Phil has his blood tested once every four weeks to ensure he is well enough to continue with his immunotherapy treatment. He is married to Rona and has two grown-up children and five grandchildren. Phil's hobbies and interests include classic motorbikes.
Phil was one of 15 patients at The Christie recruited for the initial Liberty trial.
Dr Sacha Howell, a medical oncology consultant at The Christie, is the Chief Investigator for the follow-on trial testing Liberty in patients’ homes. He said: “This is an exciting development for our cancer patients. We will recruit 60 patients from around England, including 10 from The Christie, to assess how much time and money standard blood tests take compared with home monitoring and whether the patients prefer using the Liberty device. Positive results could lead to us implementing this device into our routine services to improve patients’ experiences and treatment pathways in the very near future.”

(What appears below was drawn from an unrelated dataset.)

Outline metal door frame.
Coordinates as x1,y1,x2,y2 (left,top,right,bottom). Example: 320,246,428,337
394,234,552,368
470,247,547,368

Dr Toby Basey-Fisher, the founder and CEO of Entia, who developed the blood testing device that Phil tested, said: "We’ve been delighted to work with so many incredible patients and healthcare professionals from across The Christie and the wider NHS to develop Liberty. It’s been a highly collaborative and informative process that will result in an innovation that can support the delivery of more care in the home."
The Liberty device is now awaiting regulatory approval for use in the UK. However, Entia hopes to launch the product commercially in mid-2023.